Description

Single-cell reference maps of tissue architecture using multiparameter imaging and unsupervised representation learning with neural networks

S. S. Bhate^1,2, J. Kennedy-Darling¹, G. P. Nolan¹

¹Baxter Laboratory, Stanford University; ²Bioengineering Dept., Stanford University

Single-cell measurements have been successful at characterizing the composition of cellular populations at the mRNA and protein level. However, cellular populations in tissues are defined not just by phenotype, but also by their single-cell spatial context, which includes morphological and local neighborhood information. Our laboratory has recently created an imaging system termed CODEX, a multiparameter microscopy technology capable of simultaneously imaging over 50 antibody markers. In order to characterize cellular populations in tissues using CODEX, we require unbiased methods to define and compare single-cells by phenotype and spatial context, as well as to use these to visualize tissue architecture in terms of constituent cells. Although most traditional image segmentation techniques can determine cell types by expression given marker sets, morphological and neighborhood analysis (including extracellular protein substrates) are actively ignored.

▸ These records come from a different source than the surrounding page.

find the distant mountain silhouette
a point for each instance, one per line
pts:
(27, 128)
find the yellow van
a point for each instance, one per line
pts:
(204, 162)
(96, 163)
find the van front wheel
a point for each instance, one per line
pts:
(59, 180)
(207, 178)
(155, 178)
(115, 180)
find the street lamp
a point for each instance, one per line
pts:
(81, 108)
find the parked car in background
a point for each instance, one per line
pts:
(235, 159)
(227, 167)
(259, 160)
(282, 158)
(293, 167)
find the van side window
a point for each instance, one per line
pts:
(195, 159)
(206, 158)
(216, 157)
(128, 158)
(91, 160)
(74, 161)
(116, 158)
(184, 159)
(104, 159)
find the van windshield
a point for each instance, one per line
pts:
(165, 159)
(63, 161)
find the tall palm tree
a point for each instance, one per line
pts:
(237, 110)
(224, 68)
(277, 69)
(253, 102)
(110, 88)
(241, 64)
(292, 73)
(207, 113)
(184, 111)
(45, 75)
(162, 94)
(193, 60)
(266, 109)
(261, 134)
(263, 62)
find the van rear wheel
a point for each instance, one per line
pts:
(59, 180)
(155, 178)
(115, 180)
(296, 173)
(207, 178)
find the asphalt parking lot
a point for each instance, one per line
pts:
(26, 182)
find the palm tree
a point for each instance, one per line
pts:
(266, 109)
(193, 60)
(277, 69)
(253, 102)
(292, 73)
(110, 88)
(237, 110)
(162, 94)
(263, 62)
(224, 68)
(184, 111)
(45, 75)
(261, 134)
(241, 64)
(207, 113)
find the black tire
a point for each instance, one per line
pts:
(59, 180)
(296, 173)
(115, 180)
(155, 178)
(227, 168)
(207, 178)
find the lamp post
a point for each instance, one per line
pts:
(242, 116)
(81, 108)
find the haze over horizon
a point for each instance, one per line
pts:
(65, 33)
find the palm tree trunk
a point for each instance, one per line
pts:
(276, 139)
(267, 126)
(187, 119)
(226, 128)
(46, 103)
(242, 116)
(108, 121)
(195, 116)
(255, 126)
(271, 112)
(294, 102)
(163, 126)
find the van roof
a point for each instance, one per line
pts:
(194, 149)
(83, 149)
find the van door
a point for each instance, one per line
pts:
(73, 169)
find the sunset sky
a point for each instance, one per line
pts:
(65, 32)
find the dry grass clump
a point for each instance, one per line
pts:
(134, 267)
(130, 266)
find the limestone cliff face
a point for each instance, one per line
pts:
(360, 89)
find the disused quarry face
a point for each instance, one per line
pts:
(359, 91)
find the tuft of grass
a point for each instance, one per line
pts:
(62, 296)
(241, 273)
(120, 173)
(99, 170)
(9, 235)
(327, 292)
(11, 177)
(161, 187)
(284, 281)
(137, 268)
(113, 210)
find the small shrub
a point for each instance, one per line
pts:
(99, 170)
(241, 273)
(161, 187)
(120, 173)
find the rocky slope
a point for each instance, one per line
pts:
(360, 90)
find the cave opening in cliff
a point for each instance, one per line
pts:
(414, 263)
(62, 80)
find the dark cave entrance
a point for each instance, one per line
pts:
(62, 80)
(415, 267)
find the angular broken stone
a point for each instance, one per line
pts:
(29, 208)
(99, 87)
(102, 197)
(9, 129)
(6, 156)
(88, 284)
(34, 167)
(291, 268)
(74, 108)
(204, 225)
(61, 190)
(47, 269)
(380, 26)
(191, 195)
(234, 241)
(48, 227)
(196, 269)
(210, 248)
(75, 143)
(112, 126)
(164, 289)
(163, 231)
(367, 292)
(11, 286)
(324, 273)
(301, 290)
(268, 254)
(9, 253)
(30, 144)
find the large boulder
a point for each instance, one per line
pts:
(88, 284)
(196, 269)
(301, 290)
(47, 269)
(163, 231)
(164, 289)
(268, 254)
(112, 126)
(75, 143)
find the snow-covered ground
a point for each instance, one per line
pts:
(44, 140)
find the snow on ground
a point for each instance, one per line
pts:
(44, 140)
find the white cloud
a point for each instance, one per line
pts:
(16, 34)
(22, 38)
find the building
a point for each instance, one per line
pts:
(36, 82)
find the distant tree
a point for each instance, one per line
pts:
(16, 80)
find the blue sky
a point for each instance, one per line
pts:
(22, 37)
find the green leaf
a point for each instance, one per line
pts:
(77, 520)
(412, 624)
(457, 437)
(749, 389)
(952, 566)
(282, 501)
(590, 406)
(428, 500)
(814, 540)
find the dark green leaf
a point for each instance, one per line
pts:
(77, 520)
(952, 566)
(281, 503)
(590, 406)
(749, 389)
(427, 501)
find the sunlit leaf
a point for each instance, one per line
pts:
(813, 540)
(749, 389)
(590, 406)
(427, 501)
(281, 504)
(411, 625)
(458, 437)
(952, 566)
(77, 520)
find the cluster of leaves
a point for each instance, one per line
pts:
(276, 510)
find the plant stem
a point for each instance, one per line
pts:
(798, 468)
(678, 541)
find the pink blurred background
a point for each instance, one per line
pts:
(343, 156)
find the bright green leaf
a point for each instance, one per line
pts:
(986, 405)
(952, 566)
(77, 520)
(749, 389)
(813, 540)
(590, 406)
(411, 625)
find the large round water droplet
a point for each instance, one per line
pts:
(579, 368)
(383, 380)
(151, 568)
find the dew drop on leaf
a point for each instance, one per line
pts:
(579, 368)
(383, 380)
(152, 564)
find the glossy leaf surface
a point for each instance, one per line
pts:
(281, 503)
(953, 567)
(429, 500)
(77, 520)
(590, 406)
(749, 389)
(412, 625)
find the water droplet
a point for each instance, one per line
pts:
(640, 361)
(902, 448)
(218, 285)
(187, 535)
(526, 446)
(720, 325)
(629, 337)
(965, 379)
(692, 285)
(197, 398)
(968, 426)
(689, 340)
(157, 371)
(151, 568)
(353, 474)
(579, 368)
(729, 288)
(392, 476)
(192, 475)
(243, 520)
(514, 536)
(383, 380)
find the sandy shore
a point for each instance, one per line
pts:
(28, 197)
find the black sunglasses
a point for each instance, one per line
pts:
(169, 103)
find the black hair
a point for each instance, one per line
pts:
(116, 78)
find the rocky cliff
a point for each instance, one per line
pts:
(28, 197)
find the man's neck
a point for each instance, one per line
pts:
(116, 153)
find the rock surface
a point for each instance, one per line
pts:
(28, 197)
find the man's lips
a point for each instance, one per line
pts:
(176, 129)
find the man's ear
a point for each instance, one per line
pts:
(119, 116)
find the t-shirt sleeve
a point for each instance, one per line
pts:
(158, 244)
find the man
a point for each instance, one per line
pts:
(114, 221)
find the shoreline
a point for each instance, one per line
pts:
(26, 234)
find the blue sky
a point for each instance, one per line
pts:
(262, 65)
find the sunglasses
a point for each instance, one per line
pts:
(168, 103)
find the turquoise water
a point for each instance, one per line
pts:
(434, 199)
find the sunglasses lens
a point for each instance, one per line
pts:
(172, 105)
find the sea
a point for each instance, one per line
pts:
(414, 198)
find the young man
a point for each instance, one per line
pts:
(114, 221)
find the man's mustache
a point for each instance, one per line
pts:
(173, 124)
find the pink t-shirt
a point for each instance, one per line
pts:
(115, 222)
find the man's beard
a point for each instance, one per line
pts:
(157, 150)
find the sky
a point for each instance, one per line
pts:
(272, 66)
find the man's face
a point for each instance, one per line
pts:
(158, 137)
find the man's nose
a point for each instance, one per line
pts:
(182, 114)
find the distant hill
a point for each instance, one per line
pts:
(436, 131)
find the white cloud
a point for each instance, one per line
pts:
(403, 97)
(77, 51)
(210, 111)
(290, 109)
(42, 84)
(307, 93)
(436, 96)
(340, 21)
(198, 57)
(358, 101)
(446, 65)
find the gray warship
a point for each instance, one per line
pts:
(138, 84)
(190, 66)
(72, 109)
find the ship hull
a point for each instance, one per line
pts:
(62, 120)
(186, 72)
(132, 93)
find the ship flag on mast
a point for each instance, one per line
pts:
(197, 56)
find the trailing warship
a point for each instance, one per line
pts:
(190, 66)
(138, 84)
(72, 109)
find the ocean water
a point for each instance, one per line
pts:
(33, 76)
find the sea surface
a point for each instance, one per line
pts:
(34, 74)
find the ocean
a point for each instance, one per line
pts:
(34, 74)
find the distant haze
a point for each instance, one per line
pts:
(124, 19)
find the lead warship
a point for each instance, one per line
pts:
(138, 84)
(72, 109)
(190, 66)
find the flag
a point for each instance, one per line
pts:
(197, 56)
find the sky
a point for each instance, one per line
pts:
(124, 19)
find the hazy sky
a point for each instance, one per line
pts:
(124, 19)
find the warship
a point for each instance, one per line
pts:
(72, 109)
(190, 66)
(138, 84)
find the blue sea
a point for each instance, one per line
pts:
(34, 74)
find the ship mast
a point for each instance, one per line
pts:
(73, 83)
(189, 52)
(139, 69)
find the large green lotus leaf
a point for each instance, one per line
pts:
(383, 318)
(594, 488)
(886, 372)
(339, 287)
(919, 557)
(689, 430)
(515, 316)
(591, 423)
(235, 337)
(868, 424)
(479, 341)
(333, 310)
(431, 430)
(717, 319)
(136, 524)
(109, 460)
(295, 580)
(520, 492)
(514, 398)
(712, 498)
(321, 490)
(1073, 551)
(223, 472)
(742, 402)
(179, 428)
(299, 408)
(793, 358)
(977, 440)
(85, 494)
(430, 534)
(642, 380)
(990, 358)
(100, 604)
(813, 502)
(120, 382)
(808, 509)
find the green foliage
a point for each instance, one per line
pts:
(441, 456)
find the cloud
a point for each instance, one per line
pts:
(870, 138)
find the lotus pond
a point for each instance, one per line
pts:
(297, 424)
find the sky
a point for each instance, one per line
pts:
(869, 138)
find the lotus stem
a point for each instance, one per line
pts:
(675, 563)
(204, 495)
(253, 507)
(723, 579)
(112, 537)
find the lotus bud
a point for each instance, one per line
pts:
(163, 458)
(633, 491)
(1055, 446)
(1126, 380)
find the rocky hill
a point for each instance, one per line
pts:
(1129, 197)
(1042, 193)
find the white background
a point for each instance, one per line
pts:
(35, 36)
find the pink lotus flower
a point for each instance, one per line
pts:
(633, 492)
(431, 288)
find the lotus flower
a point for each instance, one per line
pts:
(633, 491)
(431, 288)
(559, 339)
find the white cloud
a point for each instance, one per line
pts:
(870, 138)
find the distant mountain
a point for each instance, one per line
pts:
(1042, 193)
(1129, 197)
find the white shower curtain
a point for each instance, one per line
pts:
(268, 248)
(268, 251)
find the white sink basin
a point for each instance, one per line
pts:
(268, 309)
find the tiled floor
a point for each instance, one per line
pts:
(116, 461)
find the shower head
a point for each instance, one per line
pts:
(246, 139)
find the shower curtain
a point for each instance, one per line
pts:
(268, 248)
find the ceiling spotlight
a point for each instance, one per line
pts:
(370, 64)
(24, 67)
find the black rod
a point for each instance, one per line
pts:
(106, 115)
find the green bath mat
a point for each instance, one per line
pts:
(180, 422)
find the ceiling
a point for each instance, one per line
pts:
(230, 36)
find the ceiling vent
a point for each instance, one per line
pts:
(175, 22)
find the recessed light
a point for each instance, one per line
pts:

We have therefore developed an unsupervised method to train a deep neural network to extract features from high parameter tissue images. The extracted features capture spatial and phenotypic information about a cell directly from the image, without segmentation or human input.Applying our NN to a dataset of human immune tissues with over 2 million cells, we produced a concise graphical map describing the cellular composition of the human tonsil. This map recapitulated canonical morphological components of tonsil architecture and cellular phenotypes within them. For example, regions of the map corresponded to the B-cell follicle and its sub-compartments, including the proliferative dark-zone and the FDC rich light-zone.Using our NN on spleen CODEX images with this map as a reference, we found tissue specific differences in germinal center architecture. We also identified with this map a niche of densely packed GC B-cells, in contact with FDCs, highly expressing CD38 and CD9. We will present these and other findings in more detail at the conference.

Our method enables automatic characterization of tissue architecture and cellular niches from large-scale imaging datasets, and use of these as single-cell reference maps for understanding how cellular organization reflects function and mechanism.